Le Covid-19 prend toute la place dans l’actualité, faisant oublier que d’autres maladies tuent toujours. C’est le cas du cancer. Pour le MR, la Belgique doit rester à la pointe de la lutte contre cette maladie grâce à la recherche médicale et à des politiques de prévention renforcées.

La pandémie de Covid-19 a fait passer au second plan bien d’autres maladies qui continuent à faire des ravages. C’est le cas du cancer. Dans le contexte pandémique que nous connaissons, des spécialistes s’inquiètent des conséquences liées au report des soins.
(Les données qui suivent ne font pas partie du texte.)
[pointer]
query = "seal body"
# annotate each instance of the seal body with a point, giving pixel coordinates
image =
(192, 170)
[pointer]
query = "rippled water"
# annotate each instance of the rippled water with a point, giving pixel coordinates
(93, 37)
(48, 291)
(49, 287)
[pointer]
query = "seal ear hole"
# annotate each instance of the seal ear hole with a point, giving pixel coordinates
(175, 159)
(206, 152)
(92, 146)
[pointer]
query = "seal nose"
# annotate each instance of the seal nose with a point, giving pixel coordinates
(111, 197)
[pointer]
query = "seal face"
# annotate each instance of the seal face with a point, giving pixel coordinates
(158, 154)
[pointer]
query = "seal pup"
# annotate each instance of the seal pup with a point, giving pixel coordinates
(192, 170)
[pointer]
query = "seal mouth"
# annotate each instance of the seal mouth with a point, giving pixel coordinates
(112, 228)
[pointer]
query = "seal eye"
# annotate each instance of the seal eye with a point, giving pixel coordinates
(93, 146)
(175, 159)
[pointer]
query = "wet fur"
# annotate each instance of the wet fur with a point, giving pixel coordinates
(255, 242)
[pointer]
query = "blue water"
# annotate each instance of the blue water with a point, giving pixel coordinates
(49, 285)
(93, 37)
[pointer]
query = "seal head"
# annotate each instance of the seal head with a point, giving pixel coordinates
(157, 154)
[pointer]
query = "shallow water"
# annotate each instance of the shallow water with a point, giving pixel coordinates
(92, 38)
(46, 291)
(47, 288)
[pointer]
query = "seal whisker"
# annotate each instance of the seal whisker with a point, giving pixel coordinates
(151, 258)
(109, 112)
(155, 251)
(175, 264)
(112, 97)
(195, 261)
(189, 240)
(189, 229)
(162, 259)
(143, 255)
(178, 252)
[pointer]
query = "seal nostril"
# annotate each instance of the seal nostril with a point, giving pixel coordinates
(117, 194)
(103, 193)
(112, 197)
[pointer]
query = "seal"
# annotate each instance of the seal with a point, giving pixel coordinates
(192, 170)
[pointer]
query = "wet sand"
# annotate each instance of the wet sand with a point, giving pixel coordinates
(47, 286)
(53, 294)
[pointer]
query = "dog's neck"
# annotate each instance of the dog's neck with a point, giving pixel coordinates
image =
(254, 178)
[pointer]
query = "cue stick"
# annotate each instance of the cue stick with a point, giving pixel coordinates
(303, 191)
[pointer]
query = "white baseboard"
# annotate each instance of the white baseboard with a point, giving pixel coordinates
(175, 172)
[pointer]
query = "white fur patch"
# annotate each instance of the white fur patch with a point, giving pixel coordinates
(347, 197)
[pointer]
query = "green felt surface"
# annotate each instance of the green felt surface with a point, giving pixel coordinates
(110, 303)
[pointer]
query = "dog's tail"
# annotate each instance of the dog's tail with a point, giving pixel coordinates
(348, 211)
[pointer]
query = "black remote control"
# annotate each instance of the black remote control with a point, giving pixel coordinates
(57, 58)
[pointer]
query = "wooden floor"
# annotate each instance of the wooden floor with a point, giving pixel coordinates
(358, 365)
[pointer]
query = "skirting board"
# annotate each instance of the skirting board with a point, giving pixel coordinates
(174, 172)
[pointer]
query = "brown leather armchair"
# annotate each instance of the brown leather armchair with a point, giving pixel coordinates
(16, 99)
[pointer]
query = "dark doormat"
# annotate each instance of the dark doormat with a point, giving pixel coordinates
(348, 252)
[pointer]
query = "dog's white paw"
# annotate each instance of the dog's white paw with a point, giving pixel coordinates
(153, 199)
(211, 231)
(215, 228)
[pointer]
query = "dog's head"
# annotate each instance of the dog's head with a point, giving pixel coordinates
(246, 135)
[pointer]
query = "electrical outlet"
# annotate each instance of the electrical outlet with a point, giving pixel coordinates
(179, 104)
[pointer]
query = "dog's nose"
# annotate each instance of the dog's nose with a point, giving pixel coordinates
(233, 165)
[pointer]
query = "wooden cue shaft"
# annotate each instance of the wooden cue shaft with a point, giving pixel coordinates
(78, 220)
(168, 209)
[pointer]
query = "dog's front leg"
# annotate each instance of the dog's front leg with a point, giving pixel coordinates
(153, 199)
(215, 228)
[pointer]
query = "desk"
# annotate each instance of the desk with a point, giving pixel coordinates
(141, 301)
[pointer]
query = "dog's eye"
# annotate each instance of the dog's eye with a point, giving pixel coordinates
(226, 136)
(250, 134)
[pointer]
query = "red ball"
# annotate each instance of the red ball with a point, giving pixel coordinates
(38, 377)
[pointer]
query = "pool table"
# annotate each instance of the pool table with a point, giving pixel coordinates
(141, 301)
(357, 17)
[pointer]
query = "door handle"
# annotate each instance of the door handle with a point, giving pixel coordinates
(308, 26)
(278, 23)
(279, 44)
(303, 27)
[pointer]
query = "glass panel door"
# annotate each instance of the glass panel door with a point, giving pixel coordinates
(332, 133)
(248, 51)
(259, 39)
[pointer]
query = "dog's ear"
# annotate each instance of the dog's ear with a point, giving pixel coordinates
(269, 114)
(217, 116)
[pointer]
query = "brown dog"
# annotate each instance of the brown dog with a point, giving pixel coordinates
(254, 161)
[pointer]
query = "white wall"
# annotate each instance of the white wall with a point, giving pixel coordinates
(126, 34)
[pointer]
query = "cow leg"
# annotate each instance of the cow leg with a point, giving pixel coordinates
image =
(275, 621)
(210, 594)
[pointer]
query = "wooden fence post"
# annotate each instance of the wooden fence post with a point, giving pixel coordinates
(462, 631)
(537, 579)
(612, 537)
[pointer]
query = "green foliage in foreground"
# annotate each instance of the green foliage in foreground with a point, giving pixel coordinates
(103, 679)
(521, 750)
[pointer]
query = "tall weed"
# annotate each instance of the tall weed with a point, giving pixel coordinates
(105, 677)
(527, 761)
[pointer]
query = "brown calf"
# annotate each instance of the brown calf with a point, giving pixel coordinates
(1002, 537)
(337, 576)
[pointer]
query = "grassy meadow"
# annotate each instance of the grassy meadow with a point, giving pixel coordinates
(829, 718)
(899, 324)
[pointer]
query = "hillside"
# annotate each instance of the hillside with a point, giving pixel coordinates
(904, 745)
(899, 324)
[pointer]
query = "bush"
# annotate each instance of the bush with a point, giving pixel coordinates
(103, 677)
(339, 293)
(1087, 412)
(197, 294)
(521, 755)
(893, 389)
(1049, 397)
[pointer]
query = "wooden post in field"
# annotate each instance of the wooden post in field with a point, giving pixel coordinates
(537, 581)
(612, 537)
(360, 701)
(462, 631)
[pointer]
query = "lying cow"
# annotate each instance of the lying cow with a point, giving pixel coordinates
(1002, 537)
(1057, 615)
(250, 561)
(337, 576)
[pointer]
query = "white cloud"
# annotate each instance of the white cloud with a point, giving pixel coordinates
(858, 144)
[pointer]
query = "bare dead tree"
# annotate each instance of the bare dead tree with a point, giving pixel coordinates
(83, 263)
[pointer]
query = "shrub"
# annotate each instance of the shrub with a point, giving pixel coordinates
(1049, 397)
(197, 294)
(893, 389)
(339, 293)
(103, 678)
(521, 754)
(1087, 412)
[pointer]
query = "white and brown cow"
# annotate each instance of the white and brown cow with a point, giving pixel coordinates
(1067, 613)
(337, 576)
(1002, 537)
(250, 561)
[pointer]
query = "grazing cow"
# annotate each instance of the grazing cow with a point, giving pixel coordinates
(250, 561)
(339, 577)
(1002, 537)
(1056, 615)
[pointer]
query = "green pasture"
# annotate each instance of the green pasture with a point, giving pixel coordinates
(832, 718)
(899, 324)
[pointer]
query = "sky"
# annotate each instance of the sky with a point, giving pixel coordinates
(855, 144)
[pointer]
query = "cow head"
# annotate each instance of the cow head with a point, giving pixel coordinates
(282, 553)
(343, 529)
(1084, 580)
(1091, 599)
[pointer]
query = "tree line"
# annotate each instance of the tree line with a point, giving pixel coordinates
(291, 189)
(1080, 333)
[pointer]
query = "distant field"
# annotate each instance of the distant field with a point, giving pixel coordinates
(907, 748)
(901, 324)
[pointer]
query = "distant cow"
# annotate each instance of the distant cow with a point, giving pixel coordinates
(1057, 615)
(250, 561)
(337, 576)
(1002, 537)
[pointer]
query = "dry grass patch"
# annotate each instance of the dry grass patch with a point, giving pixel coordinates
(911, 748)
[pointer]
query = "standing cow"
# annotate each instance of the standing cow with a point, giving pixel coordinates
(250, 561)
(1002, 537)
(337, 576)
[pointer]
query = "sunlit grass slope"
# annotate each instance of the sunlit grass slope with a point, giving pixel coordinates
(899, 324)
Certains patients ont sans doute hésité à se rendre à l’hôpital lors de l’apparition de symptômes à première vue bénins, ou ils ont reporté leur rendez-vous avec un médecin spécialiste. Des diagnostics pourraient donc être posés trop tardivement. Or, on connaît l’importance d’un diagnostic précoce pour un traitement efficace de la maladie.

En Belgique, le gouvernement fédéral dont fait partie le MR est né pendant la pandémie et a logiquement fait de la santé publique sa première priorité. Un de ses objectifs est de réduire, d’ici 2030, de minimum 25% les inégalités de santé entre les personnes les plus favorisées et les moins favorisées en matière d’espérance de vie en bonne santé, de réduire le taux de mortalité évitable de 15%, et de revenir dans le « top 10 » européen en ce qui concerne le nombre d’années de vie en bonne santé, tout en garantissant une très bonne accessibilité et une bonne couverture. Il faut donc établir des objectifs de santé, en concertation avec les entités fédérées, en charge des soins de première ligne, et les acteurs de la santé, afin de favoriser un dépistage plus précoce des maladies chroniques comme les cancers.

Dans ce cadre, les politiques de prévention sont cruciales. Il s’agit d’encourager les examens de contrôle préventifs mais aussi de lutter contre la pollution et de favoriser des comportements sains pour la santé, notamment sur le plan alimentaire. Il faut savoir que le diabète et l’obésité sont la cause de 5,6% des cancers dans le monde, soit 792.600 cas. Plus exactement, 3,9% des cancers sont attribués à un indice de masse corporelle élevé. De plus, une étude publiée en septembre 2018 et menée par la Cancer Research UK démontre que l’obésité pourrait devenir la première cause de cancer d’ici 2043.

Une politique anti-tabac volontariste et globale est également essentielle. L’objectif visé par le gouvernement fédéral est une génération sans tabac en réduisant l’attractivité et l’accessibilité de ce produit.

Durant la précédente législature déjà, le MR s’était impliqué dans la lutte contre le cancer en contribuant au développement des thérapies innovantes et à leur meilleur remboursement. Citons notamment le remboursement intégral de l’oncofreezing (congélation du matériel génétique en cas de traitement contre le cancer, afin de permettre aux patients de pouvoir avoir des enfants ensuite) ou le remboursement de l’immunothérapie pour le traitement de 1ère ligne du cancer du poumon. Pour le président du MR Georges-Louis Bouchez, le soutien à la recherche médicale doit être au cœur de nos investissements futurs : « c’est grâce à la recherche médicale que nous pourrons développer des thérapies innovantes. La Belgique doit continuer à être un leader de l’industrie pharmaceutique. Il s’agit d’un enjeu économique important car ce secteur est porteur d’emplois et donne une crédibilité scientifique à notre pays ».